Speaking of WGS, I should mention about its value in the rare disease space. I've repeatedly mentioned this in the past: important noncoding discoveries will often emerge not from analyses of hundreds of thousands of individuals from large biobanks, but from handful of individuals with rare diseases. We've seen many examples so far (HK1, CHD2, KCNB1, ASIP and RNU4-2). Although these examples have exemplified the potential of WGS in rare disease diagnosis, it is challenging to confidently say that WGS is more cost effective than WES for diagnosing rare diseases. Few recent studies have shown mild to moderate higher diagnostic yield for WGS compared to WES. However, given the multiple fold cost difference between WES and WGS, one would argues that one can provide genetic diagnoses to more families by simply opting to choose WES. Perhaps, WGS could be reserved only for families unsolved using WES. But then there are example such as RNU4-2 that clearly make the case that many common causes of neurodevelopmental diseases (NDDs) remain undiscovered because of the long standing bias towards coding genome.
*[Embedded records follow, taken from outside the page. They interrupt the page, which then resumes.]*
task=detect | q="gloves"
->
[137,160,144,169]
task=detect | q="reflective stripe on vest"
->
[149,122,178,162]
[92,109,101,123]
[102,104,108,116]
Mutations in RNU4-2, encoding a small nuclear RNA involved in gene splicing, were found to explain nearly 0.4% of all NDDs. That is a big number and makes a strong case for WGS for rare disease diagnosis.
As you can see, unlike common diseases, the question of whether WES is more cost effective than WGS is more debatable when it comes to rare diseases. There are valid arguments on both sides. Nevertheless, the field is quickly moving towards WGS in the rare disease space. Furthermore, the cost of WGS is also continuing to drop. So, WGS will become the default choice of sequencing some day. But it’s difficult to predict how far that day is from now.